Performs multivariate multiple regression with mixture-of-normals prior.
mr.mash(
X,
Y,
S0,
w0 = rep(1/(length(S0)), length(S0)),
V = NULL,
mu1_init = matrix(0, nrow = ncol(X), ncol = ncol(Y)),
tol = 0.0001,
convergence_criterion = c("mu1", "ELBO"),
max_iter = 5000,
update_w0 = TRUE,
update_w0_method = "EM",
w0_threshold = 0,
compute_ELBO = TRUE,
standardize = TRUE,
verbose = TRUE,
update_V = FALSE,
update_V_method = c("full", "diagonal"),
version = c("Rcpp", "R"),
e = 1e-08,
ca_update_order = c("consecutive", "decreasing_logBF", "increasing_logBF", "random"),
nthreads = as.integer(NA)
)Arguments
- X
n x p matrix of covariates.
- Y
n x r matrix of responses.
- S0
List of length K containing the desired r x r prior covariance matrices on the regression coefficients.
- w0
K-vector with prior mixture weights, each associated with the respective covariance matrix in
S0.- V
r x r residual covariance matrix.
- mu1_init
p x r matrix of initial estimates of the posterior mean regression coefficients. These should be on the same scale as the X provided. If
standardize=TRUE, mu1_init will be scaled appropriately after standardizing X.- tol
Convergence tolerance.
- convergence_criterion
Criterion to use for convergence check.
- max_iter
Maximum number of iterations for the optimization algorithm.
- update_w0
If
TRUE, prior weights are updated.- update_w0_method
Method to update prior weights. Only EM is currently supported.
- w0_threshold
Drop mixture components with weight less than this value. Components are dropped at each iteration after 15 initial iterations. This is done to prevent from dropping some poetentially important components prematurely.
- compute_ELBO
If
TRUE, ELBO is computed.- standardize
If
TRUE, X is "standardized" using the sample means and sample standard deviations.
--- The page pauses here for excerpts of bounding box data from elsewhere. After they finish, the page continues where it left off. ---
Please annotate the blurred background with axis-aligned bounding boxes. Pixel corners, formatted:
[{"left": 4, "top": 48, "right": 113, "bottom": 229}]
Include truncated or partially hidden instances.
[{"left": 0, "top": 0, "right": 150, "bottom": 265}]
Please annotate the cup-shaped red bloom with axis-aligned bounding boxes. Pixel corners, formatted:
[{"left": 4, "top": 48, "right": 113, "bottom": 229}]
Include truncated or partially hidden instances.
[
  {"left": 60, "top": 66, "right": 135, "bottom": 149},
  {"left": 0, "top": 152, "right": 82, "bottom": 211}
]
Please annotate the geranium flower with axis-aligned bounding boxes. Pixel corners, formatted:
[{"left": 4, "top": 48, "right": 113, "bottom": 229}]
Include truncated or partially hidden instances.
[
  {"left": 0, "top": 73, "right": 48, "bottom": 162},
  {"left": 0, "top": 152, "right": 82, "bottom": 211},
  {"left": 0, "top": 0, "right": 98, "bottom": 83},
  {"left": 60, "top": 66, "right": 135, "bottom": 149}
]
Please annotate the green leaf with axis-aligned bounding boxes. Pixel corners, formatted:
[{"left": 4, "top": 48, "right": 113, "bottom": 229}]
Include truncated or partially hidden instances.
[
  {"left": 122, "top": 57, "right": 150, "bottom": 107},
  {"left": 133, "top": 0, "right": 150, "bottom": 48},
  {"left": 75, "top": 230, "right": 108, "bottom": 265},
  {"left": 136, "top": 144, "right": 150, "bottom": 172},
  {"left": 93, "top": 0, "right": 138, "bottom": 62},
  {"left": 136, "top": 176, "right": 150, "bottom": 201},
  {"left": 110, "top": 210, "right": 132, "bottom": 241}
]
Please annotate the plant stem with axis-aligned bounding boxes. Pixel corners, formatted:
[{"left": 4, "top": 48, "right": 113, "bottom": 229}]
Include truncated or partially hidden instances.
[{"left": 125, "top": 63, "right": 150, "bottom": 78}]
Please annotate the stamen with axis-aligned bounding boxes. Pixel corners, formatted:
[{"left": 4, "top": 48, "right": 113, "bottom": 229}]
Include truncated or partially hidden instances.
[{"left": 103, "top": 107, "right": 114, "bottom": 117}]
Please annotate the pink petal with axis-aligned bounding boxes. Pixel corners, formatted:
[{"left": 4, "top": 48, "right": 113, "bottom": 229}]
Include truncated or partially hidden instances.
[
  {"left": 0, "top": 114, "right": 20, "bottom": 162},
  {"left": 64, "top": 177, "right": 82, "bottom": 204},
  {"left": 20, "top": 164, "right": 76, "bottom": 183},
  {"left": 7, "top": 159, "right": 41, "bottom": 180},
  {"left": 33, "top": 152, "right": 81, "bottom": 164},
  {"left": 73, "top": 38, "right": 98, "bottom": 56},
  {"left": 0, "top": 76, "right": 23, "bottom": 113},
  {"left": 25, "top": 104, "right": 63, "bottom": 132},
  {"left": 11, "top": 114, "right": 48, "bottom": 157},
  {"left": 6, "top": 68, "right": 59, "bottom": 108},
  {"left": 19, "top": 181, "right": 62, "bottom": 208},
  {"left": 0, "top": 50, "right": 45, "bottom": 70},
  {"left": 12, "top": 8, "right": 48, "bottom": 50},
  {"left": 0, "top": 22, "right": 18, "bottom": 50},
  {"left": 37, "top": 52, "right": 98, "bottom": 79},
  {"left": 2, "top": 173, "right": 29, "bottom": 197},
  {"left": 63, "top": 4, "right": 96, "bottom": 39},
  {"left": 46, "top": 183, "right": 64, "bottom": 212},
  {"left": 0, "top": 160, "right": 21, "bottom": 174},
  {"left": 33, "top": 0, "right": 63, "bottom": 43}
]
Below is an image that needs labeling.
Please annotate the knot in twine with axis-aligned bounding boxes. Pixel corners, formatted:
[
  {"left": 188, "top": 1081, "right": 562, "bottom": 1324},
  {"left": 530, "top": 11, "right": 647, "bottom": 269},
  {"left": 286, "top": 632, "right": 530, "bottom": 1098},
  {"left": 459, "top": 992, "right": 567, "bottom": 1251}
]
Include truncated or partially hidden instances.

Standardizing X allows a faster implementation, but the prior has a different interpretation. Coefficients and covariances are returned on the original scale.- verbose
If
TRUE, some information about the algorithm's process is printed at each iteration.- update_V
if
TRUE, residual covariance is updated.- update_V_method
Method to update residual covariance. So far, "full" and "diagonal" are supported. If
update_V=TRUEand V is not provided by the user, this option will determine how V is computed (and fixed) internally frommu1_init.- version
Whether to use R or C++ code to perform the coordinate ascent updates.
- e
A small number to add to the diagonal elements of the prior matrices to improve numerical stability of the updates.
- ca_update_order
The order with which coordinates are updated. So far, "consecutive", "decreasing_logBF", "increasing_logBF", "random" are supported.
- nthreads
Number of RcppParallel threads to use for the updates. When
nthreadsisNA, the default number of threads is used; seedefaultNumThreads. This setting is ignored whenversion = "R".
Value
A mr.mash fit, stored as a list with some or all of the following elements:
- mu1
p x r matrix of posterior means for the regression coeffcients.
- S1
r x r x p array of posterior covariances for the regression coeffcients.
- w1
p x K matrix of posterior assignment probabilities to the mixture components.
- V
r x r residual covariance matrix
- w0
K-vector with (updated, if
update_w0=TRUE) prior mixture weights, each associated with the respective covariance matrix inS0
.
- S0
r x r x K array of prior covariance matrices on the regression coefficients
.
- intercept
r-vector containing posterior mean estimate of the intercept.
- fitted
n x r matrix of fitted values.
- G
r x r covariance matrix of fitted values.
- pve
r-vector of proportion of variance explained by the covariates.
- ELBO
Evidence Lower Bound (ELBO) at last iteration.
- progress
A data frame including information regarding convergence criteria at each iteration.
- converged
TRUEorFALSE, indicating whether the optimization algorithm converged to a solution within the chosen tolerance level.- Y
n x r matrix of responses at last iteration (only relevant when missing values are present in the input Y).
Examples
###Set seed
set.seed(123)
###Simulate X and Y
##Set parameters
n <- 1000
p <- 100
p_causal <- 20
r <- 5
###Simulate data
out <- simulate_mr_mash_data(n, p, p_causal, r, pve=0.5, B_cor=1,
B_scale=1, X_cor=0, X_scale=1, V_cor=0)
###Split the data in training and test sets
Ytrain <- out$Y[-c(1:200), ]
Xtrain <- out$X[-c(1:200), ]
Ytest <- out$Y[c(1:200), ]
Xtest <- out$X[c(1:200), ]
###Specify the covariance matrices for the mixture-of-normals prior.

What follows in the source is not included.